The Diurnal Cycle of the Ocean Surface Boundary Layer: New Observations and New Models

Stephen E Belcher1, Alan L Grant1, Natasha Sarah Lucas2, Tom Philip Rippeth3, Brodie Pearson4, Jeff Polton5, Matthew Palmer5, Gillian Mary Damerell6 and Karen J. Heywood7, (1)University of Reading, Reading, RG6, United Kingdom, (2)Bangor University, School of Ocean Sciences, Menai Bridge, United Kingdom, (3)Bangor University, School of Ocean Sciences, Bangor, Wales, United Kingdom, (4)Brown University, Providence, RI, United States, (5)National Oceanography Centre, Liverpool, United Kingdom, (6)University of East Anglia, Norwich, United Kingdom, (7)University of East Anglia, Norwich, NR4, United Kingdom
Abstract:
New observations of the turbulent dissipation rate in the upper ocean were made during the OSMOSIS cruise with a microstructure glider in the N.E. Atlantic in September 2012. During periods of relatively low wind the OSBL exhibits a strong diurnal cycle. At night the OSBL is deepened by a combination of cooling and wind-wave forcing. After sunrise, solar radiation warms the water column. In pure wind forcing, the layer would form a stably stratified shear layer with a strong temperature gradient near the surface. With wind and wave forcing the interaction between the Stokes drift of the surface waves and vorticity in the turbulence means that mixing continues to be driven via Langmuir turbulence, leading to a shallow well-mixed layer overlying a diurnal thermocline. This is the structure observed in the cruise data (and also seen by Kukulka et al, 2013).

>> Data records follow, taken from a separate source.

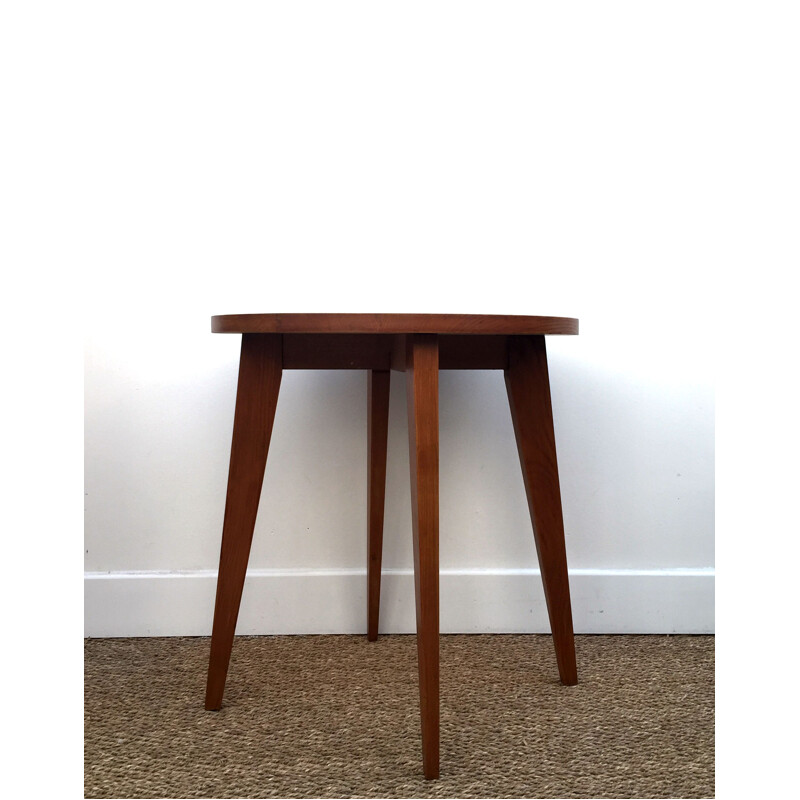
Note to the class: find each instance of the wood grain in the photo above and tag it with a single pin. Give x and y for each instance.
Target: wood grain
(393, 323)
(528, 385)
(256, 400)
(377, 437)
(422, 388)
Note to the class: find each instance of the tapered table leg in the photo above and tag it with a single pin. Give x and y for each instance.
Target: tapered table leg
(256, 399)
(377, 436)
(422, 377)
(528, 385)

We perform Large Eddy Simulations forced by the observed surface fluxes, which quantitatively capture the diurnal cycle of the turbulence measured during the cruise when wave-driven Langmuir turbulence is modelled.

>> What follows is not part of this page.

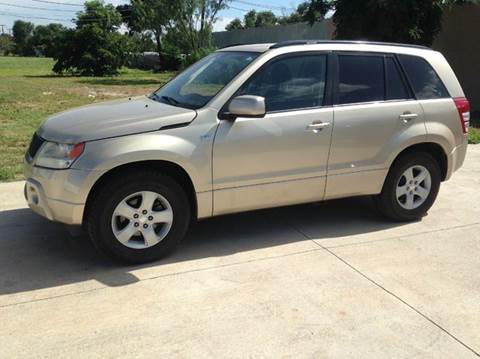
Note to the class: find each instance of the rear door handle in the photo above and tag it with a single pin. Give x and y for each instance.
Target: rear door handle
(317, 126)
(407, 117)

We also develop a new prognostic model for the depth of the OSBL, as a first step towards developing a new OSBL parameterisation. It is based on conservation of heat, mean potential energy and turbulent kinetic energy in the layer, and includes wave-driven processes. The model agrees well with the OSMOSIS cruise measurements, including several pronounced diurnal cycles and a period of sustained deepening through wind-wave forcing. Early results demonstrate good comparison observations taken during OSMOSIS by gliders that extend through a whole annual cycle.